Fermentation performance and intracellular metabolite profiling of Fusarium oxysporum cultivated on a glucose–xylose mixture
Introduction
Cellulose and hemicellulose are potential carbon sources for the production of ethanol by fermentation. The composition of the hemicellulose will depend on the raw material, but will in many cases be xylan. Fermentable sugars from the hemicellulose stream will therefore essentially be glucose and xylose and they can be released from lignocellulosics by single- or two-stage hydrolysis, thereby leading to mixtures of glucose and xylose or separate glucose- and xylose-rich streams. Conventional methods, applied for bioconversion of cellulose and hemicellulose to ethanol, involve acid or enzyme hydrolysis of the biopolymers to soluble oligosaccharides followed by fermentation to ethanol. An alternative approach has been a direct process in which one or more microorganisms carry out simultaneous hydrolysis and fermentation in the same bioreactor. A few microbial species such as Neurospora crassa and Fusarium oxysporum have been reported to acquire the ability of fermenting cellulose directly to ethanol in the 1980s. We have earlier reported on the direct conversion of biomass to ethanol by F. oxysporum [1], [2]. Cellulases and xylanases from this microorganism have been characterized [3], [4], [5], [6], [7]. If F. oxysporum is used as the fermentation organism, it is not necessary to perform a separate enzymic hydrolysis of the lignocellulosic raw material, as this microorganism can produce the necessary enzymes.

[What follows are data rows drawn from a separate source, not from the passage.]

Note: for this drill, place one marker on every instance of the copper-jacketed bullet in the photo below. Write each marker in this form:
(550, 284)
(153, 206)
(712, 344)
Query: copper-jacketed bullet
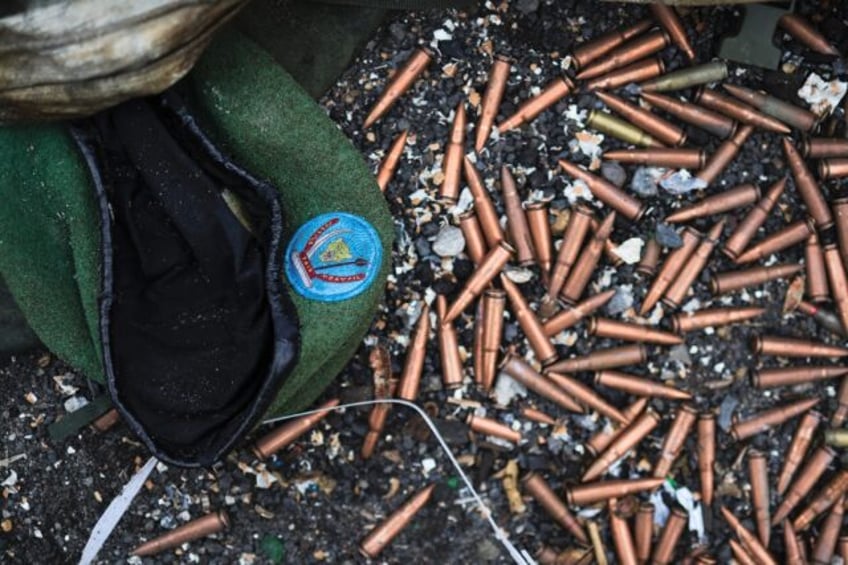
(706, 455)
(724, 154)
(675, 438)
(519, 370)
(530, 325)
(626, 205)
(391, 160)
(492, 100)
(797, 451)
(569, 317)
(803, 31)
(540, 232)
(732, 199)
(386, 531)
(597, 48)
(491, 267)
(584, 268)
(400, 83)
(619, 129)
(694, 265)
(733, 108)
(808, 476)
(629, 437)
(290, 431)
(553, 505)
(675, 261)
(558, 88)
(659, 157)
(687, 322)
(713, 122)
(196, 529)
(483, 207)
(641, 47)
(599, 359)
(767, 419)
(823, 147)
(747, 228)
(722, 283)
(589, 493)
(686, 78)
(664, 550)
(639, 71)
(670, 21)
(604, 327)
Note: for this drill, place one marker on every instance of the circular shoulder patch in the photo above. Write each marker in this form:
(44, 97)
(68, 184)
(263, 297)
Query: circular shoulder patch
(333, 257)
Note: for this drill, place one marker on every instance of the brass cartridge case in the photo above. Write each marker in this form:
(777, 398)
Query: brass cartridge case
(686, 78)
(288, 433)
(587, 396)
(641, 47)
(793, 458)
(747, 228)
(639, 71)
(483, 207)
(775, 107)
(391, 160)
(670, 21)
(475, 243)
(583, 270)
(610, 358)
(590, 493)
(487, 426)
(382, 535)
(769, 418)
(706, 455)
(807, 187)
(682, 323)
(724, 155)
(758, 472)
(626, 205)
(824, 147)
(805, 33)
(791, 347)
(619, 129)
(190, 531)
(732, 199)
(792, 234)
(817, 288)
(604, 327)
(737, 110)
(671, 268)
(664, 550)
(722, 283)
(674, 158)
(540, 233)
(530, 325)
(399, 84)
(694, 265)
(713, 122)
(448, 347)
(558, 88)
(808, 476)
(519, 230)
(675, 438)
(492, 100)
(519, 370)
(569, 317)
(629, 437)
(491, 267)
(553, 505)
(597, 48)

Xylitol is a major by-product formed during anaerobic and oxygen-limited fermentation of xylose by many natural xylose-fermenting eukaryotic microorganisms [8], [9], [10]. This lowers the ethanol yield in ethanolic fermentation of lignocellulosic hydrolysates and reduces the economic feasibility of a future process [11]. Xylitol formation has been ascribed to the difference in cofactor preference for the two initial enzymes in the conversion of ethanol [12]. The first enzyme, xylose reductase, EC 1.1.1.21 (XR), which reduces xylose to xylitol [13] uses NADPH or NADH as cofactor, whereas the second enzyme, xylitol dehydrogenase, EC 1.1.1.14 (XDH), almost exclusively uses NAD+ in the oxidation of xylitol into xylulose so that xylitol excretion occurs as a result of NAD+ depletion [14], [15], [16].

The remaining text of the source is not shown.